For whatever lip service the rest of his colleagues on the City Council may pay to rhyme and reason, they share his sensibility and vote with extraordinary unanimity to put the city’s workforce ahead of the city.
That is why we are in trouble, why they are willing to sell the city’s assets and mortgage its future, why they are drooling at the chance sock it to us from every direction with higher rates, taxes and fees, why they are for the third time in less than a year back at the bargaining table with the unions begging for help in this budget crisis charade.
They are protecting city jobs, city wages and city benefits at all costs because the unions, with help from developers, contractors and other special interests, put them into the nation’s highest and most lavishly perked municipal elected offices.
They no more care about the poor than they care about the rest of us. If they did, poverty in LA would not be getting worse year after year, unemployment would not be among the highest in the country, there would not so much substandard housing, or many sweatshops.
Their programs to help the poor, the disabled, the disadvantaged are as much a failure as virtually every other thing they do from rotting water and electrical systems to 75-year backlogs in sidewalk and street paving, from the proliferation of digital billboards to the proliferation of marijuana shops.
The mayor is no less guilty.
Together, they have used City Hall to enrich their friends and allies.

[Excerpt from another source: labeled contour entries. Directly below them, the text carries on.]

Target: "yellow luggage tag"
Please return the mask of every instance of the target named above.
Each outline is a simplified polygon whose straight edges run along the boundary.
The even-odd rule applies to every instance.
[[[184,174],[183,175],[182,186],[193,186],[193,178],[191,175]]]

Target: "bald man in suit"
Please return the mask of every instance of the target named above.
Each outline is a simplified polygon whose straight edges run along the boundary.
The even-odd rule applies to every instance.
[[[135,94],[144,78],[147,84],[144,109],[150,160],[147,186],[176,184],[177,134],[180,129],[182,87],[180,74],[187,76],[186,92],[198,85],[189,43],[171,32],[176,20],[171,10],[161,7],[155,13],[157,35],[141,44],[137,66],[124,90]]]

They have turned City Hall into a jobs program instead of a services
provider.
And as the crisis deepens by the day, they are moving forward at
continuing those policies with what they hope will be $1.5 billion in
federal money and, as much as they can, raise cash by selling the farm
and borrowing against the city’s future.
The critical elements of the Mayor’s three-year budget plan come before
the Council on Tuesday. It is not so much a plan as an outline of how
to eliminate a vast array of basic services other than police and fire
without anyone in what they call the “City Family” actually losing
their job or the cost of pensions and lifetime health benefits
decreasing.
Don’t blame the bureaucrats whose names are on these plans. They were
just following orders in proposing the closure of numerous parks, sharp
scaling back of library services and hours, elimination of the
inspectors who provide health and safety protection along with planners
who could preserve the quality of life in our neighborhoods.
This is a calamity in the making.
That is not some dark vision of a doomsayer. It is the reality hidden
in plain sight. It can be seen by anyone who will actually read the
details of the failure of leadership and management revealed in the
1,000 pages of bureaucratic documents produced to support this budget
plan
It is visible to anyone who is not walking around with eyes wide shut.
But it is not inevitable.
City workers need to look at the hollow promises the Mayor and Council
have made them over the last year. Again, they are being told there
will be transfers, not layoffs, and if they give back a little more
now, they will be rewarded handsomely in a few years.
They can promise the workers anything but they can’t deliver. Their own
budget experts do not expect full recovery for as long as a decade.
They believe pressure will force more reductions in the general fund
within a few months when no more transfers are possible, when no more
cooking of the books is possible, when borrowing more has become
impossible.
There is another way to save LA, to protect vital services, provide
long-term job security to city workers, change the culture of failure
of City Hall into a culture of success for LA.
It requires extending City Hall’s definition of “family” to the four
million people who call LA home, to the thousands of businesses
operating in town, and bringing all the constituencies to the table
with the unions and city officials.
City workers need to take a step back financially and the public has to
pay its share in a tightly-written and tightly managed three-year plan
that actually puts LA on a sound financial footing.
We cannot save LA by destroying it. That’s what our elected leaders are
planning to do, that’s why we have lost confidence in them.
City workers need to wake up and realize the empty promises of the
politicians jeopardize their futures, The public needs to wake up and
realize they have to be part of the solution, not part of the problem.
We are all in this together. After all, it’s our LA — not theirs.